Hot Key Plus is a small freeware utility that allows you to launch applications using the 'Windows' keys (the ones with the Windows icon on them) on your keyboard.
To download Hot Key Plus v 1.00 click this file hotkeyplus100.zip (36 KB)
I believe that the 'Windows' key is the most useful key on the keyboard. I've not always thought this way, indeed, when the Windows 95 keyboard was first launched I thought the extra keys Microsoft introduced were little more than a nuisance. However, one day when I was playing around I discovered that pressing the 'Windows' key in combination with other keys can be used to launch applications. Most frequent Windows users are aware of these shortcuts but they aren't well published (see the this MS Knowledge Base article under the heading Microsoft Natural Keyboard Keys for the complete set). The combination Win+E to launch Windows Explorer is just so useful that I simply can't use a keyboard without a 'Windows' key.
It's always frustrated me that Microsoft never built in the ability to define your own shortcut keys. I wanted to have all my favourite applications at my fingertips. To satisfy this desire I wrote Hot Key Plus.
Hot Key Plus has no special install program. Simply extract the files in the zip file to an appropriate directory and run hotkeyplus.exe. You might like to put the program in your startup group, that way Hot Key Plus will be available everytime you start Windows.
When you start Hot Key Plus an icon will appear in the system tray, as shown below.
The icon shows that Hot Key Plus is active. When user defined hot keys are pressed the appropriate application will be launched
Right clicking the icon brings up the Hot Key Plus popup menu:
The Configuration menu item brings up the configuration dialog, which is described below. Double-clicking the Hot Key Plus icon also brings up the Configuration dialog.
The Hot Key Configuration dialog, shown below, allows you to add, edit and delete hot keys.
The dialog lists all currently configured hot keys. The Edit and Add buttons bring up the Edit Key dialog, which allows you to set the action to be performed when the hot key is pressed.
The action associated with a hot key has three parts: the command line, any parameters and a working directory. The easiest way to configure these is to use the browse button and locate the object you want to open when the hot key is pressed.
The command line is typically an executable program, but it can be any openable shell object. This basically means any file you can double click in Windows explorer. This includes:
The Command Line can also include environment variables enclosed between percent signs. When invoked Hot Key Plus will automatically expand these values. For example on NT and Windows 2000 systems, %SYSTEMROOT% will be expanded to the Windows directory (usually something like C:\WINNT).

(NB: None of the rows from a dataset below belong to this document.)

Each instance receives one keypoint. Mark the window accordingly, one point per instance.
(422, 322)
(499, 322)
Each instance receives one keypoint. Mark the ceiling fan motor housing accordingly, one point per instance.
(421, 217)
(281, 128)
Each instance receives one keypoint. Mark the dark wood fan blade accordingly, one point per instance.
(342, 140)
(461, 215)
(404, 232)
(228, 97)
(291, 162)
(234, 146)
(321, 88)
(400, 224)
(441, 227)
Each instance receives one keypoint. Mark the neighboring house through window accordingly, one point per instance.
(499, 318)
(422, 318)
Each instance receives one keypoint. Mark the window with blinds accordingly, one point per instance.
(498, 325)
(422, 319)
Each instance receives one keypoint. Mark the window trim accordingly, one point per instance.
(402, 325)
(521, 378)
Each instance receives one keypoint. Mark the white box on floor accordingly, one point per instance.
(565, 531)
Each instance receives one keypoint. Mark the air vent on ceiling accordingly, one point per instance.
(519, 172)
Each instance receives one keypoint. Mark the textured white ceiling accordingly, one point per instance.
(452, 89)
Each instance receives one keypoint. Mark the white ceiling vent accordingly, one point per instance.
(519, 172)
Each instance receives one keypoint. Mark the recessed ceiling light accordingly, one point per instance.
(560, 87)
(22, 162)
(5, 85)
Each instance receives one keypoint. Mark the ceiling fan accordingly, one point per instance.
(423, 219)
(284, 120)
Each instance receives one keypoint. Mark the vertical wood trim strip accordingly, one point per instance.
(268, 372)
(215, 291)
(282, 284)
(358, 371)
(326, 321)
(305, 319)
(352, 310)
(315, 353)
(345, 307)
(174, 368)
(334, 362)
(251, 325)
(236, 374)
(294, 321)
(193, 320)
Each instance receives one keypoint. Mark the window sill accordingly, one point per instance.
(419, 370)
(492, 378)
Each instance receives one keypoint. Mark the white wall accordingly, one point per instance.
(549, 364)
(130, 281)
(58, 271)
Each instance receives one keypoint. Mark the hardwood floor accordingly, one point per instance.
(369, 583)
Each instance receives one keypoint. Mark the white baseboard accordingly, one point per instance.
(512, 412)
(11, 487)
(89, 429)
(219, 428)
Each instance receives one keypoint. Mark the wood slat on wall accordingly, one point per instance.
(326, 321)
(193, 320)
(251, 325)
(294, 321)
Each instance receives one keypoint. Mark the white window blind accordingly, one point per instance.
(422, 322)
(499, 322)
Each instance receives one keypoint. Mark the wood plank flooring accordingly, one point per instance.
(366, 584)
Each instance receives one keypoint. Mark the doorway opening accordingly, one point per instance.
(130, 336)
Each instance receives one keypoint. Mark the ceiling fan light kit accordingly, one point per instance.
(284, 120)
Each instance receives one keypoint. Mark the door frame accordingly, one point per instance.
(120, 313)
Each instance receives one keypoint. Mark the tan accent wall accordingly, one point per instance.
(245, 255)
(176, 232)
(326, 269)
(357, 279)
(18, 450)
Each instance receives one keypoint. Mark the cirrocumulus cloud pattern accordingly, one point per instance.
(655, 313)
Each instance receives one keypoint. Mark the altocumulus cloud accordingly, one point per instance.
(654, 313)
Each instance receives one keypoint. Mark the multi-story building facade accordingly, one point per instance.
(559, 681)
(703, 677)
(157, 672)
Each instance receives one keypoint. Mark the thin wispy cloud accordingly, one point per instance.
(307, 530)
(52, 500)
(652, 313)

In most cases the Parameters and Working Directory edit boxes can be left empty. If set, the Parameters are passed to the application as part of the command line. The format and meaning of these Parameters depends on the application. Normal Windows shortcuts combine the command line and parameters into a single entry called Target. I've split these up because it was easier to program and also means that you avoid having to put quotes around an executable if the path has spaces in it. In Edit Key Dialog shown above, I've set the command line to hh.exe (the HTML help viewer) and the parameters to the full path of the Jan 2001 MSDN collection file. That way I can call up the MSDN library by pressing Ctrl+Win+M.
The Working Directory is sometimes used when an application needs to open related files. Usually this is the same directory as the executable. When you use the Browse button to locate a file, the Working Directory is updated automatically.
Hot Key Plus is bundled with a couple of extra programs, sstart.exe and wsize.exe.
Running sstart.exe starts the current screensaver. By default Hot Key Plus is configured to run this program when Ctrl+Win+Space is pressed. If you set you screensaver to be password protected, then to lock your workstation you simply press Ctrl+Win+Space. If you need more sophisticated ways to start a screen saver you might like to check at another program I've written called Saver Starter.
wsize.exe is a program that resizes the active window to dimensions given to the program as parameters. By default Hot Key Plus is configured to use: Ctrl+Win+6 to resize a window to 640×480; Ctrl+Win+8 to resize a window to 800×600; and Ctrl+Win+1 to resize a window to 1024×768. If you need different sizes these can be configured in the Configuration Dialog. Alternatively, if you need more sophisticated sizing control, take a look at Sizer.